Her phone was on its last bar of battery strength, but still she hit refresh every few minutes to see if she could get any more contact with the world outside. If nothing else, it gave her something to do in the dark.
On about the one-hundredth refresh she noticed a new mail icon on her Facebook app. She sat in the dark with the white and blue screen illuminating her face unsure if she had the intestinal fortitude to click on the email. She always got the worst message anxiety about anything that could be bad news and thought about waking Wyatt just to get him to read the message because she could not bring herself to click on it.
Finally, she did.
I’ve been trying to call all day. The doctors have told me that they can’t do anything for me. One of them, who I am sure isn’t even a citizen, advised me to pray. I have a terrible headache and can barely see straight. Phil died about 8pm and again at 8:15pm. They took his remains away and said they are cremating everyone due to the infection.
Remember that big oak tree on your grandfather’s farm?
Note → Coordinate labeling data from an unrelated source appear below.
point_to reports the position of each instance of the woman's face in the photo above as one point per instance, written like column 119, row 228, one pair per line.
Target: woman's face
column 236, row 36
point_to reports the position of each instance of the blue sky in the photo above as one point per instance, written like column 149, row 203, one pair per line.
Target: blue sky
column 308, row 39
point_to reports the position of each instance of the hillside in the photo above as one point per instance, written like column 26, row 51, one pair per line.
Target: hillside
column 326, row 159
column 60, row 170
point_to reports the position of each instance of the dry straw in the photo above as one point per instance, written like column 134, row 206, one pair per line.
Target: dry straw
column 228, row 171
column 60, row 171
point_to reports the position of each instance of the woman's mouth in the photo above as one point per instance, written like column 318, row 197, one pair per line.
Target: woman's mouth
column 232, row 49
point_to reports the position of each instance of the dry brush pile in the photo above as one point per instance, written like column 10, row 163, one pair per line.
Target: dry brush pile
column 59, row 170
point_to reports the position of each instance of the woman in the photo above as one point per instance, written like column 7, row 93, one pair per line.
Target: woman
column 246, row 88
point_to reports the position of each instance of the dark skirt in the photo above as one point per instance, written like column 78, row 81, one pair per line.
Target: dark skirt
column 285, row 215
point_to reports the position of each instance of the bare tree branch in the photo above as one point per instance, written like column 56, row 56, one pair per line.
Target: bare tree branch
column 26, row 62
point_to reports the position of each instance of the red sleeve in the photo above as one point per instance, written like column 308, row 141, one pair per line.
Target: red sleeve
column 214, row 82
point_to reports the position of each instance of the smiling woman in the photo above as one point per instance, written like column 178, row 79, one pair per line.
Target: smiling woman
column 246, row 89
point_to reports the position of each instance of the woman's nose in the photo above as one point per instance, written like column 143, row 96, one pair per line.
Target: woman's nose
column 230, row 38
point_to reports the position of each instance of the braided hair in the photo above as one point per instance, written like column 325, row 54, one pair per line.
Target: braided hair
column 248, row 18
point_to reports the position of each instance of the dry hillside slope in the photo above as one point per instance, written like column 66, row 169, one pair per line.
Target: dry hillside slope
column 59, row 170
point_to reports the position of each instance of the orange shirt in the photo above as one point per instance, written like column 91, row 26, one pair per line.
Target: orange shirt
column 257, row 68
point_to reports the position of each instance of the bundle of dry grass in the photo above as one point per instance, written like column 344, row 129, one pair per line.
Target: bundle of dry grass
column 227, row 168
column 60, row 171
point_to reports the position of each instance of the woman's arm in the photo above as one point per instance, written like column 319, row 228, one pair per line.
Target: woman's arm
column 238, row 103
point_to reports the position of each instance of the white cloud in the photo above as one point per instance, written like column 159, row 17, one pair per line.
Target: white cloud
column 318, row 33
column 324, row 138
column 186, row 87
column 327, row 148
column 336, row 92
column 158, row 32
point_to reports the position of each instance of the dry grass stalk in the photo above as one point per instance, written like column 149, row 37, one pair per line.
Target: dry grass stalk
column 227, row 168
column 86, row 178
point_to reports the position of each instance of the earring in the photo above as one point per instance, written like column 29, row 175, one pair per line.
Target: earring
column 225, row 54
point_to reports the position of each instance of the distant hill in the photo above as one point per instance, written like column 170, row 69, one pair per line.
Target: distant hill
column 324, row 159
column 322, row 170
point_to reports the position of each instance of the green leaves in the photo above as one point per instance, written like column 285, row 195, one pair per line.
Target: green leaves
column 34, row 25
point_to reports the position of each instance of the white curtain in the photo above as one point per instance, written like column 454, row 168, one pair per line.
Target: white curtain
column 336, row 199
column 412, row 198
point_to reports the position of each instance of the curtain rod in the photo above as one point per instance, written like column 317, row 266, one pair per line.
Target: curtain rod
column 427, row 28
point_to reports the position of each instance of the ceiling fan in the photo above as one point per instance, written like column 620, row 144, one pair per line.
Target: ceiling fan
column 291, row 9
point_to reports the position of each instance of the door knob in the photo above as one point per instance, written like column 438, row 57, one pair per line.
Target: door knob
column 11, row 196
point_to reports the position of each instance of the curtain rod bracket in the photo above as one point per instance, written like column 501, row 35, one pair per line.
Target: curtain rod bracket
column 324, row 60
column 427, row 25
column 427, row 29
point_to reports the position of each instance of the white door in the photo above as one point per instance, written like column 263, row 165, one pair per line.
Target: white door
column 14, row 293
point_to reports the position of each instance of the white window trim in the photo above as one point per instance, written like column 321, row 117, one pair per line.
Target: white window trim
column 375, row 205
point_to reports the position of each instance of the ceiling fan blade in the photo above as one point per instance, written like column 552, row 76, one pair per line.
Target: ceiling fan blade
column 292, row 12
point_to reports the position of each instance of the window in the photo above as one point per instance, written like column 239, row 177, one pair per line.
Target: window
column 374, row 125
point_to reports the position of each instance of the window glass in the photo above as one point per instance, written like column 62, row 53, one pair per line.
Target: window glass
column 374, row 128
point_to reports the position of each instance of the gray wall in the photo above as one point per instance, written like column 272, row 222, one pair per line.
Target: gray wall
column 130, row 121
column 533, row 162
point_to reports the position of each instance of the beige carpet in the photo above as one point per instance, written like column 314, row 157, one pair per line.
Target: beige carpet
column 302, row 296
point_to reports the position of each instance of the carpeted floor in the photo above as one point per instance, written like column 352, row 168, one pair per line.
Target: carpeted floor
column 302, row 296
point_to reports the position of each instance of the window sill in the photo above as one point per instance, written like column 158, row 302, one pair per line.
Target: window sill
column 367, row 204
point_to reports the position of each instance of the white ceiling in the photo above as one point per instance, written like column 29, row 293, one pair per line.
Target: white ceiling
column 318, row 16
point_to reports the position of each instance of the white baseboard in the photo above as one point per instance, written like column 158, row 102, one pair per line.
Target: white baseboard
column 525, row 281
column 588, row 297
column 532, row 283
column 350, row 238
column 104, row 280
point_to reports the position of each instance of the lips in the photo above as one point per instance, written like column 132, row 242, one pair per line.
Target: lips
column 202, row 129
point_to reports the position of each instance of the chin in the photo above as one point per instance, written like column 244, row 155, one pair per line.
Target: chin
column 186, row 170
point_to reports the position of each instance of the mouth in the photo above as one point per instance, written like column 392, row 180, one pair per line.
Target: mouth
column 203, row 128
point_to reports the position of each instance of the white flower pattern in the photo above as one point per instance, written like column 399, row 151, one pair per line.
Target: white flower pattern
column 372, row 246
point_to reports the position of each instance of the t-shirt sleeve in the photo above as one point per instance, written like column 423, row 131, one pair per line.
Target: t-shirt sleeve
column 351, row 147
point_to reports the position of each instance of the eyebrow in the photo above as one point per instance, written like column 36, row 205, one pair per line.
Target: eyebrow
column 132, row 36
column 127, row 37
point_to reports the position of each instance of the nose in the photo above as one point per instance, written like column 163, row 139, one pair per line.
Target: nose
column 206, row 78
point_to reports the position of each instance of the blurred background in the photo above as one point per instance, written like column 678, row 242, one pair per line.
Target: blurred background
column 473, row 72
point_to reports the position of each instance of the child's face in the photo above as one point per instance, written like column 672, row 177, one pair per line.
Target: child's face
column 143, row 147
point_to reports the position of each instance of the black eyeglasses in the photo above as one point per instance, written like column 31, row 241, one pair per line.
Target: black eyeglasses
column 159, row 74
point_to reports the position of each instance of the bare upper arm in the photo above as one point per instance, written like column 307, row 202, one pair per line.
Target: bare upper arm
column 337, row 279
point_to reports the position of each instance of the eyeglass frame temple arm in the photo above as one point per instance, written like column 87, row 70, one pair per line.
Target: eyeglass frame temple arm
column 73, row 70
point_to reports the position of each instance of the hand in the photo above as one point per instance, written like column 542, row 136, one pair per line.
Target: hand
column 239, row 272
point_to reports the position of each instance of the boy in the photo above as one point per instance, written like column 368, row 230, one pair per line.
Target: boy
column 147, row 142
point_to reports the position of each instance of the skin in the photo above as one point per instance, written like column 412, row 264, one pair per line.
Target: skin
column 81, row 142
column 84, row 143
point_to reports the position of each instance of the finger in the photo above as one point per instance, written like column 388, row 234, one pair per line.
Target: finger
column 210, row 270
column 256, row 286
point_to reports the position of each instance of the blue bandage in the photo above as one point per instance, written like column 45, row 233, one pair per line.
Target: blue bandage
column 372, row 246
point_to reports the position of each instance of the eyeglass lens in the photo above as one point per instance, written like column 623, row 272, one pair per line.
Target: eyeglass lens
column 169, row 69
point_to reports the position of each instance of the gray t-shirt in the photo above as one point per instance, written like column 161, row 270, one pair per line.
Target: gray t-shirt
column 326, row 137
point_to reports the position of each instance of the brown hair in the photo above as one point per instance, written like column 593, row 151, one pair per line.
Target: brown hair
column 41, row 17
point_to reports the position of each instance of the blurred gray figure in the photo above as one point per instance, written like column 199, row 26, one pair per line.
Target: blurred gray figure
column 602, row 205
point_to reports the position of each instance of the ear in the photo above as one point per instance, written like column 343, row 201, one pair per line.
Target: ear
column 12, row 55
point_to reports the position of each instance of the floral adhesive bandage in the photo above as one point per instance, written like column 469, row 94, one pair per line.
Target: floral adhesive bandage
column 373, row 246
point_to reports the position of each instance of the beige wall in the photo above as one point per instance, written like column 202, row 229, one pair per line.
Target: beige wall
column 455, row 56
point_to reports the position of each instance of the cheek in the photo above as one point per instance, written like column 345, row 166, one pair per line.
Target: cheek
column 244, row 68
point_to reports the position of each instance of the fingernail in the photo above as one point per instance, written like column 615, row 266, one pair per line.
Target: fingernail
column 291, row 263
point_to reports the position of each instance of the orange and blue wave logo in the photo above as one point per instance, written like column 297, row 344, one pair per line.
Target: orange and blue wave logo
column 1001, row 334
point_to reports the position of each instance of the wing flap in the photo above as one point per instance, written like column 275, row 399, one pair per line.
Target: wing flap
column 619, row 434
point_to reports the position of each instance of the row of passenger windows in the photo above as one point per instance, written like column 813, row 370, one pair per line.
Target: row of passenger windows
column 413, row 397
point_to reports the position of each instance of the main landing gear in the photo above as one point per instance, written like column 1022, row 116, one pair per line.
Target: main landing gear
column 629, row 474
The one that used to have the swing on it? I would like it if you put a memorial to me there when this is all over. Don’t forget me even though we now appear to be moving in a different direction from each other. Just think of it as I’m going on ahead and we will be together again one day.
You used to love to be pushed on that swing. I can still hear your laugh. There was always supposed to be more time. Please take care of yourself.
Mackenzie tried to reply several times but she did not know what to say. Her phone powered off as the battery died fifteen minutes later. In conspiracy, the Exit sign over the door grew dimmer with each passing second, its battery charge failing. She was glad that at least the dark hid her tears.